İlginç bir şekilde, amatör astronomlar basit uyarlamalı optiklere de erişebilirler. Merkezi Santa Barbara, California'da bulunan bir şirket, kötü görme veya yanlış hizalanmış teleskop yuvalarının etkilerini azaltabilecek bir birimin geliştirilmesine öncülük etti. Firmanın uyarlanabilir optik cihazları astronomik kameralarıyla birlikte çalışır ve ışığı görüntüleme çipine ulaşmak için küçük bir ayna veya lens kullanır.
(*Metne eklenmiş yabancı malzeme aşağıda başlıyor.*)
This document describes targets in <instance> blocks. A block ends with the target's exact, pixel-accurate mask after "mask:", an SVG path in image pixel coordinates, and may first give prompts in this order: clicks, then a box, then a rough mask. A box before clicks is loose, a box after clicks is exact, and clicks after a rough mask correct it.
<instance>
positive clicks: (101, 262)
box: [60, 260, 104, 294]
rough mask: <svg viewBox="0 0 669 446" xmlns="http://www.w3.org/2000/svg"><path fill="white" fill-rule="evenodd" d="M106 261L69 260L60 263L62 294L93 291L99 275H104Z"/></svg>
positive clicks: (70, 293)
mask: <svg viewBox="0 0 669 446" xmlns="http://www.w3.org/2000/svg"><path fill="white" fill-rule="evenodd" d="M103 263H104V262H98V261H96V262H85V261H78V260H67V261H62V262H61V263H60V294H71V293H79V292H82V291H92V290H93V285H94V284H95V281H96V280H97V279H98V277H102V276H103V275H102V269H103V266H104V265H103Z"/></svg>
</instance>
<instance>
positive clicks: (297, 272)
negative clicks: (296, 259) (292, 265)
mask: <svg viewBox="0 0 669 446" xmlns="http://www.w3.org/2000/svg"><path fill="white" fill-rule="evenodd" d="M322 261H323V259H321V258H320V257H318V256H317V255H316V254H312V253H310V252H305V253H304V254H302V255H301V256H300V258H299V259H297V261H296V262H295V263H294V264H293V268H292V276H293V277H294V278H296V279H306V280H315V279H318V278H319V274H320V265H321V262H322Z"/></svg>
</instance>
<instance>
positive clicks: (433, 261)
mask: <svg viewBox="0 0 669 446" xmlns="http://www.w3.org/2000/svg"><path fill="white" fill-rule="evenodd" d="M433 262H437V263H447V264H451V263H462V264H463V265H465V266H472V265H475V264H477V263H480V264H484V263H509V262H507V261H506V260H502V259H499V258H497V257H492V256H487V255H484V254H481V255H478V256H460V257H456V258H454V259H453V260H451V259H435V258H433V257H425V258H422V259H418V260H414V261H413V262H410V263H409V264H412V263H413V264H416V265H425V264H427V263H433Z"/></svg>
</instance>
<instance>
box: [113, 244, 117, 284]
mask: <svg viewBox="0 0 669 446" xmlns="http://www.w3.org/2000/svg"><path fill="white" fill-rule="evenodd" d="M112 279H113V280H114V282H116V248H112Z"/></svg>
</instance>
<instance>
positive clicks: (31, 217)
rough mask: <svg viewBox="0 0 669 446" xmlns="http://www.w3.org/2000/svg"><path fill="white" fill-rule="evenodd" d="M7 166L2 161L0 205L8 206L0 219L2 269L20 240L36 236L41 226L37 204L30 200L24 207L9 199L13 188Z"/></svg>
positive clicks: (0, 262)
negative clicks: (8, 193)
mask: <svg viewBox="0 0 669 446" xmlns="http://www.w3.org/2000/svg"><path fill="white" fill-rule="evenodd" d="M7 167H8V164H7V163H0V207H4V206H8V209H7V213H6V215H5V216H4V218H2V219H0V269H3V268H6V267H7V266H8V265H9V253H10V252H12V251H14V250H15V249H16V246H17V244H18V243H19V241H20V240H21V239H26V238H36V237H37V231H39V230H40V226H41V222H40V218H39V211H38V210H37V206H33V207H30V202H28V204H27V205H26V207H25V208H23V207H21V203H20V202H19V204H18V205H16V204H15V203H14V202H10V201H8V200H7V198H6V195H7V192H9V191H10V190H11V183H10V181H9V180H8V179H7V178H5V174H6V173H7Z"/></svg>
Gökbilimci Frank Barnes III, Cassiopeia takımyıldızında bulunan bir yıldız kümesi ve bulutsunun bu çarpıcı görüntüsünü ne zaman ürettiğini görmekle de endişeliydi. J.L.E.'de IC 1848 olarak adlandırılan Soul Nebula'nın küçük bir kısmıdır. Dreyer’in dönüm noktası ikinci İndeks Kataloğu (IC) (1908'de orijinal Yeni Genel ve ilk Endeks derlemelerine ek olarak yayınlandı).
Frank, görüşünün olumlu olduğunu ve otuz bir, otuz dakikalık pozlamalarının her birinde FWHM ile 1.7 ila 2.3 star arasında yıldız boyutları ürettiğini bildirdi. Bu görüntüdeki yıldızların büyüklüğüne dikkat edin - çok küçük ve sıkıdırlar. Bu oldukça iyi görmenin bir teyidi!
Bu arada, bu resimdeki renkler yapay. Yerel gece ışık kirliliğinden rahatsız olan birçok gökbilimci gibi Frank, fotoğraflarını yalnızca belirli öğelerin yaydığı ışığın fotoğraf makinesinin dedektörüne ulaşmasına izin veren özel filtreler aracılığıyla açığa çıkardı. Bu örnekte, kırmızı Sodyum'u temsil eder, yeşil Hidrojeni tanımlar ve mavi Oksijen varlığını gösterir. Kısacası, bu resim sadece uzayda bu bölgenin neye benzediğini değil, neyin yapıldığını da gösteriyor.
Frank'in bu olağanüstü resmi, 2 - 4 Ekim 2006 arasında 6.3 mega piksel astronomik kamera ve 16 inç Ritchey-Chretien teleskopu kullanarak ürettiği de dikkat çekicidir.
Paylaşmak istediğiniz fotoğraflarınız var mı? Onları Space Magazine astrofotografi forumuna gönderin veya e-posta ile gönderin, Space Magazine'de bir tane öne çıkarabiliriz.